Singing PM: 'Fats' Putin over the top of 'Blueberry Hill' with piano solo

I don't understand what part of speech the word 'Fats' is used as. As an adjective that describes Putin? Also, how do you understand the phrasing over the top of 'Blueberry Hill'?

  • 2
    Who sang Blueberry Hill, originally? 'Fats' Domino. Jul 2 '15 at 6:58
  • This is frightening. Jul 2 '15 at 15:05
  • Clearly, 'Fats' is an adjective.
    – Caroffrey
    Jul 3 '15 at 9:40

As others have pointed out, the song was originally by singer "Fats" Domino, and so '"Fats" Putin' is a reference to this.

Which, to answer the question, makes "Fats" a nickname (or as a part of speech, a proper noun).

And because I've just realised I missed the second half of your question...

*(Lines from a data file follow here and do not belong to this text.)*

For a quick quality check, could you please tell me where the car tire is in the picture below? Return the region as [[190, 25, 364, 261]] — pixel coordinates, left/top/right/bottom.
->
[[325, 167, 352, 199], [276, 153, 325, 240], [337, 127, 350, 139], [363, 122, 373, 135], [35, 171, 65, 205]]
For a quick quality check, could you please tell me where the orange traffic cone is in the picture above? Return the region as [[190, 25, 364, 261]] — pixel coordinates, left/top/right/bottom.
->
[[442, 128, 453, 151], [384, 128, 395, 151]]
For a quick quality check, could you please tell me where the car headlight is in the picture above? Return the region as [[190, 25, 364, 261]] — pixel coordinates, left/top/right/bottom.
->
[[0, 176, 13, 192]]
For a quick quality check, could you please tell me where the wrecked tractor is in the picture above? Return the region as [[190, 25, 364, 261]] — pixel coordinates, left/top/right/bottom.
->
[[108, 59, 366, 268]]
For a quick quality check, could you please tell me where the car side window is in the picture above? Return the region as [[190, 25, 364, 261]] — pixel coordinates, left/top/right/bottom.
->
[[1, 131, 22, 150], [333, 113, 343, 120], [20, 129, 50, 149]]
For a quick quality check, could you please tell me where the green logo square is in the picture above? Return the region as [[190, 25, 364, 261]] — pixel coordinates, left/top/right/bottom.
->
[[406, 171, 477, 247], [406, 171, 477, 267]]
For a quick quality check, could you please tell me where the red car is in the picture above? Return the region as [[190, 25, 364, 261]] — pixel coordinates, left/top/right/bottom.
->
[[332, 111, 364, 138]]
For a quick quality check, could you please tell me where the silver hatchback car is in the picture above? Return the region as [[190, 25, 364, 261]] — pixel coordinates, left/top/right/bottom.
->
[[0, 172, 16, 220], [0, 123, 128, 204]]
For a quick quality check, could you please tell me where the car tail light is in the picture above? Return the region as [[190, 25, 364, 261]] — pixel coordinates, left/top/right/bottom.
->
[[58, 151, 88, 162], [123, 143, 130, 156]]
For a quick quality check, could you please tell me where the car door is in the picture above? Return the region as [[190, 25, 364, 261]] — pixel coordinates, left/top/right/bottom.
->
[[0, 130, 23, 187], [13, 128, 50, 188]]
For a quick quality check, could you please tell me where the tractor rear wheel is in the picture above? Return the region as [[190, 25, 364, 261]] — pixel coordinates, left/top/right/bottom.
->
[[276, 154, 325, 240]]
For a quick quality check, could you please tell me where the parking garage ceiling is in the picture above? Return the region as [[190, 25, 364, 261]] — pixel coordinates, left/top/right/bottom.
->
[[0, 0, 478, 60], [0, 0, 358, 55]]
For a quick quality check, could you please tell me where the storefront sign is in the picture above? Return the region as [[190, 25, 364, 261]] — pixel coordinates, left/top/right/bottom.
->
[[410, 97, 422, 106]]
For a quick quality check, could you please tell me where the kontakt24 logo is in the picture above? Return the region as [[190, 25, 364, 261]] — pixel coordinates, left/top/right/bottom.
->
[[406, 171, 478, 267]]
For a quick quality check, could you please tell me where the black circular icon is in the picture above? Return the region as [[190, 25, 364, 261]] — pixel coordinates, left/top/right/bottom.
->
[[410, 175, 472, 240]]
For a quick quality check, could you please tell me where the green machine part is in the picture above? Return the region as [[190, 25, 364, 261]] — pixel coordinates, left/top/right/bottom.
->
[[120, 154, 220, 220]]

To sing "over the top of" something usually means a karaoke-style situation: there's a performance (more often recorded, but in this video live), and you're singing it too... but your voice is being heard "over the top of" it, because you've got a microphone or just a loud voice.

Now, normally you wouldn't say that (for instance) the lead singer of a band is singing "over the top of" the backup singers and the musicians; they're part of the performance. But in this video, it's an appropriate description, because Putin isn't really part of the band. He's there because it's a charity event where famous people do unusual things like this. So it's fair to say the band is performing so that Putin has something to sing "over the top of".


Because he performed the 'Fats Domino's rock n' roll version of the Blueberry Hill song.